Andando de norte para sul e de sul para norte, fixamo-nos hoje no centro, na Arrábida, santuário único do Mediterrâneo no Atlântico. E recordo Manuel Viegas Guerreiro a lembrar uma antiga excursão de estudiosos à Arrábida com Orlando Ribeiro (o grande revelador dos maiores enigmas desse lugar mágico), no tempo em que se dedicava intensamente ao estudo da região. «É com saudade que evoco (…) a travessia da serra da Arrábida, de Azeitão ao Portinho, com estação obrigatória no convento, quando Orlando Ribeiro preparava a sua tese de doutoramento. De sacola às costas e martelo em punho, aqui quebrando uma pedra, acolá examinando um seixo, lá íamos serra acima, falando de tudo e até do Materialismo Histórico que já nessa época era moda defender e contestar, na Faculdade. Depois, diante do santo de boca encadeada e cilícios remissivos, tempo de meditação». Orlando Ribeiro é claríssimo: «Por mim direi que não conheço em Portugal nenhum outro lugar onde, em tão pequeno espaço, se possam contemplar tão variados aspetos naturais. Esta riqueza de paisagens se por um lado dificulta muito o estudo geográfico da região, por outro compensa o investigador com a diversidade de ensinamentos que lhe proporciona.»

«É impressionante ver (continua Orlando), do limite do planalto, a mais de 100 metros de altitude, o mar impetuoso quebrar em franjas de espuma na base da arriba quase vertical. As rochas desta zona, calcários e dolomias compactas, duras e resistentes, têm a superfície coberta de rugosidades em todos os sentidos». A exposição a sul permite que o Mediterrâneo aqui se reproduza, como se estivéssemos na Grécia ou no Meio-dia italiano. É verdade que a água do Portinho é mais fria do que a da Falésia algarvia ou do que a da Rocha, mas a magia é semelhante, no cheiro inebriante do “maquis”, graças ao carrasco, aderno, zambujeiro, alfarrobeira, aroeira, urze, medronheiro, rosmaninho, alecrim, tomilho e alfazema… E o geógrafo explicava, virado para o mar no Conventinho, que a razão principal da distribuição da população na Arrábida esteve «no aproveitamento das águas (pesca, salinas, comunicações) e na natureza do solo arável» – as oliveiras de Azeitão, as vinhas de José Maria da Fonseca e da Periquita, os pastores e os rebanhos, vindos da Serra da Estrela, que criaram um novo queijo, com a mesma técnica mas um sabor totalmente outro, pela diferença dos terrenos e pastagens. E a região geográfica é um extraordinário somatório de características físicas e humanas comuns, específicas de um determinado espaço singularmente belo. A «pequena região natural» possui uma «individualidade geográfica» inequívoca que o estudioso demonstra com sensibilidade e talento. A Arrábida é «única pela estrutura entre as recentes montanhas portuguesas, polimórfica no relevo, no clima, na vegetação, na forma dos agrupamentos humanos.» A Arrábida é uma «nesga mediterrânica entre terras e águas atlânticas» que pode ser descoberta ou redescoberta através do extraordinário esboço geográfico de Orlando Ribeiro.

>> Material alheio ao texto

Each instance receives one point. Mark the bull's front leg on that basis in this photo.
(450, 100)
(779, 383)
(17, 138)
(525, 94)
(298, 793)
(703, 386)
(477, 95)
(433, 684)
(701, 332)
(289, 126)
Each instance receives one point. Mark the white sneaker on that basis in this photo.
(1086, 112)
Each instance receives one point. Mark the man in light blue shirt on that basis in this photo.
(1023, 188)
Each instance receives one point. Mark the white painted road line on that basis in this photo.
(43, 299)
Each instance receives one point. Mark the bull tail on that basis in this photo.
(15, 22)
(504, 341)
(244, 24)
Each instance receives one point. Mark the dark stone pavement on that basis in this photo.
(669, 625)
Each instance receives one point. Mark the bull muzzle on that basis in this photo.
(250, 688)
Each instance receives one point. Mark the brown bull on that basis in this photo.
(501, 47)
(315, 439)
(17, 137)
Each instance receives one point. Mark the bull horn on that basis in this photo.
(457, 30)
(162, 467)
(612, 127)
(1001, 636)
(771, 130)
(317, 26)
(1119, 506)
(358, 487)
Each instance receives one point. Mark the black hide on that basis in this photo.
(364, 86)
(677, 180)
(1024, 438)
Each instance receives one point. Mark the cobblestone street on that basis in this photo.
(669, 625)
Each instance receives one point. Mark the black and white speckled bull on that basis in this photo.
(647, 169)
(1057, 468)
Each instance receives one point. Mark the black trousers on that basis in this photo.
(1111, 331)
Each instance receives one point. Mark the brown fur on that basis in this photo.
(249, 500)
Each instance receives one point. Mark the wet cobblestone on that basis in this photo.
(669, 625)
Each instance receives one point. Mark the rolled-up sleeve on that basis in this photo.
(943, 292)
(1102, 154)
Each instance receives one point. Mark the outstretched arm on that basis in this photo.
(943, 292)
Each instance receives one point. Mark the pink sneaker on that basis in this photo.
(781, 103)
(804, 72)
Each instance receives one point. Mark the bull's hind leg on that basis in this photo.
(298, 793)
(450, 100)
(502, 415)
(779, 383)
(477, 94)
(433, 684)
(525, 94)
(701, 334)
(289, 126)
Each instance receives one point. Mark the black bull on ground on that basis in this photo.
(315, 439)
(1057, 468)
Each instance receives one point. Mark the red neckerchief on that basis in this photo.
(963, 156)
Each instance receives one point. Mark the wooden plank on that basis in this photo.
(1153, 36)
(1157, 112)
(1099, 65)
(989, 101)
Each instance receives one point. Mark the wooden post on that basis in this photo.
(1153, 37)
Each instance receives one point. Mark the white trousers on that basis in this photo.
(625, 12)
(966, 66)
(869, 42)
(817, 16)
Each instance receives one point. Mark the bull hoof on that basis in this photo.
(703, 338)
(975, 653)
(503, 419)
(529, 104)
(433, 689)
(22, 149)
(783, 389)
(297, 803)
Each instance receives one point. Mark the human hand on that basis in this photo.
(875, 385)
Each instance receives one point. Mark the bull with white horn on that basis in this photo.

Em terra de poetas (de Sebastião da Gama a Pedro Tamen e António Osório) ninguém melhor do que Frei Agostinho da Cruz (1540-1619), irmão de Diogo Bernardes, que viveu a vida entre Sintra e a Arrábida, para nos guiar nesta viagem a um domínio que se apresenta como antecâmara da eternidade.

«No meio desta serra, onde se cria / Aquela saudade d’alma pura, / Que no duro penedo acha brandura, / Ardente fogo dentro n’água fria: / Ouço do passarinho a melodia, / Vejo vestir o bosque de verdura, / Variar-se no céu outra pintura, / Que em vários sentimentos me varia. / Pasmando de quam mal se gasta a vida / De quem na terra quer subir ao céu / Pois caminhar em fim ninguém duvida. / Menos da vida estreita que escolheu, / Dos seus mais escolhidos mais seguida, / Christo Jesu, que numa Cruz morreu».

«Dos solitários bosques a verdura, / Nas duras penedias sustentada, / N’esta serra, do mar largo cercada, / Me move a contemplar mais fermosura. / Que tem quem tem na terra mor ventura, / Nos mais altos estados arriscada, / Se não tem a vontade registada / Nas mãos do Criador da criatura? / A folha que no bosque verde estava, / Em breve espaço cai, perdida a flor, / Que tantas esperanças sustentava. / Por isso considere o pecador, / Se quando na pintura se enlevava / Não se enlevava mais no seu pintor.